3.    Dikaitkan atau disyaratkan Dhomaan yang sudah Mustaqiroh
Sulit dimengerti akan sahnya Dhomaan Shidaaq   (jaminan mas kawin) seseorang sebelum Dukhuul  (berhubungan badan).
Misalkan seseorang menikah dengan mas kawinnya secara hutang, dan dari pihak perempuan tidak yakin, maka ada seseorang yang mau menjamin mas kawinnya sebelum Dukhuul. Pernikahannya (mas kawinnya) dapat gugur sebelum Dukhuul, misalkan ada aib pada diri perempuan, seperti kemaluannya tertutup atau bercerai sebelum terjadi dukhuul atau lainnya. Bila sebelum terjadi Dukhuul, maka dapat saja ia lepas dari membayar mas kawin. Akan tetapi bila sudah terjadi Dukhuul, maka orang tidak dapat lepas dari membayar mas kawin yang dihutangnya.
Oleh karena itu tidah mensyaratkan Imam Roofi’i  dan Imam Nawawi, kecuali keadaan hutangnya sudah tsaabit laazimaan  (sudah tetap dan sudah pasti). Yang dimaksud mustaqiroh  disini, tetap sekalipun belum pasti. Dhomaan Shidaaq  (jaminan mas kawin) dibolehkan apabila maksudnya mustaqiroh dapat menjadi  laazim, masih dibolehkan. Karena makna dari mustaqir  diartikan pasti atau menjadi pasti, sekalipun belum pasti, tetapi akan menjadi pasti. Segala sesuatu yang bakal pasti, sekalipun belum pasti saat ini karena belum Dukhuul, tetapi akan menjadi pasti setelah terjadi Dukhuul. Jadi Dhomaan Shidaaq  (jaminan mas kawin) dibolehkan, karena pada saatnya akan menjadi pasti.

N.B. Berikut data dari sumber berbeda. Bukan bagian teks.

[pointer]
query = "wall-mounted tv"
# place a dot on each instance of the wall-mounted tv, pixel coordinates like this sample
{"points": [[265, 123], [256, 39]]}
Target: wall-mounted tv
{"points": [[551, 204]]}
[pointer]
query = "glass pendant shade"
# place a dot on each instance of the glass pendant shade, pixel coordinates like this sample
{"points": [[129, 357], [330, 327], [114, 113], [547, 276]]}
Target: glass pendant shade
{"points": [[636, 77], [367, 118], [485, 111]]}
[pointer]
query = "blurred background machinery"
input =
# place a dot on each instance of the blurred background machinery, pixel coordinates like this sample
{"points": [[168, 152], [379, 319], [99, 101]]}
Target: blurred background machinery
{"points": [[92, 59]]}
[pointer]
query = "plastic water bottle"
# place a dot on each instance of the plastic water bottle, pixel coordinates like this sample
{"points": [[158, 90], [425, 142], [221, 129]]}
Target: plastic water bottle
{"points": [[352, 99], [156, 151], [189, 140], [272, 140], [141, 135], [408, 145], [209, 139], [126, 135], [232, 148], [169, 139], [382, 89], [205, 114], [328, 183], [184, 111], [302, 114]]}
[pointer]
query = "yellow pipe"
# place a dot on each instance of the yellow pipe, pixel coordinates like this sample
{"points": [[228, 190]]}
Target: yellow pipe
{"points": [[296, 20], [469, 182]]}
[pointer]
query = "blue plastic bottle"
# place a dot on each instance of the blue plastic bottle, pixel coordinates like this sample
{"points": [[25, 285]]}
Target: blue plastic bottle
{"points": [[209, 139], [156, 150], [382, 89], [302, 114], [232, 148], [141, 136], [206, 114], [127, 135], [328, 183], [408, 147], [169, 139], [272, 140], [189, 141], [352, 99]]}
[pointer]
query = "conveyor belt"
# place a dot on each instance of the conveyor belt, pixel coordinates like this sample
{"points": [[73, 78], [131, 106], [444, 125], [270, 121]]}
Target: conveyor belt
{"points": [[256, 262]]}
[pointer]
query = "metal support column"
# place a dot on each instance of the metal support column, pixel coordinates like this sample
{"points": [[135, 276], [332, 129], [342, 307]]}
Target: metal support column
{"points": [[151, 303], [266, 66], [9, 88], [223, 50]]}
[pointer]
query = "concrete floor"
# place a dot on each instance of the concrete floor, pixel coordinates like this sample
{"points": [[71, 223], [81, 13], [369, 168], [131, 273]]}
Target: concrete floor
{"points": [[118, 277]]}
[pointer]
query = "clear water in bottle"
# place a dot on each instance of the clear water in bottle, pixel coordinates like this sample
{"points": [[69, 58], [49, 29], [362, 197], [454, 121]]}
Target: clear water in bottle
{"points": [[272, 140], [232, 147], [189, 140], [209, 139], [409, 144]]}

Keluar dari kata Tuan Syekh Mushonif, jika ia sudah ketahui kadarnya, nilai jumlah uangnya atau barangnya pada Dayn (hutang) yang Majhuul, maka tidak sah Dhomaan-nya. Bila seseorang ingin menjamin hutang, tetapi tidak diketahui berapa besar atau nilai dari hutangnya, maka Dhomaan (jaminan)nya tidak sah atau tidak dibolehkan. Jadi harus diketahui jenisnya, sifatnya, kadarnya, jumlahnya dari hutang yang akan dijamin.

Bagi Shoohibul Haq (orang yang meminjamkan uang/barang), ia boleh menuntut kepada siapa saja yang dia mau atau dia kehendaki dari pada Dhoomin (orang yang menjamin) dan Madhmuun ‘Anhu (orang yang langsung berhutang).

Pernyataan Tuan Syekh Mushonif  atas perkataan: “Apabila Dhomaan itu sesuai dengan apa yang telah kami jelaskan, dia gugur tidak tertulis dalam kebanyakan naskah-naskah dari matan-matan kitab.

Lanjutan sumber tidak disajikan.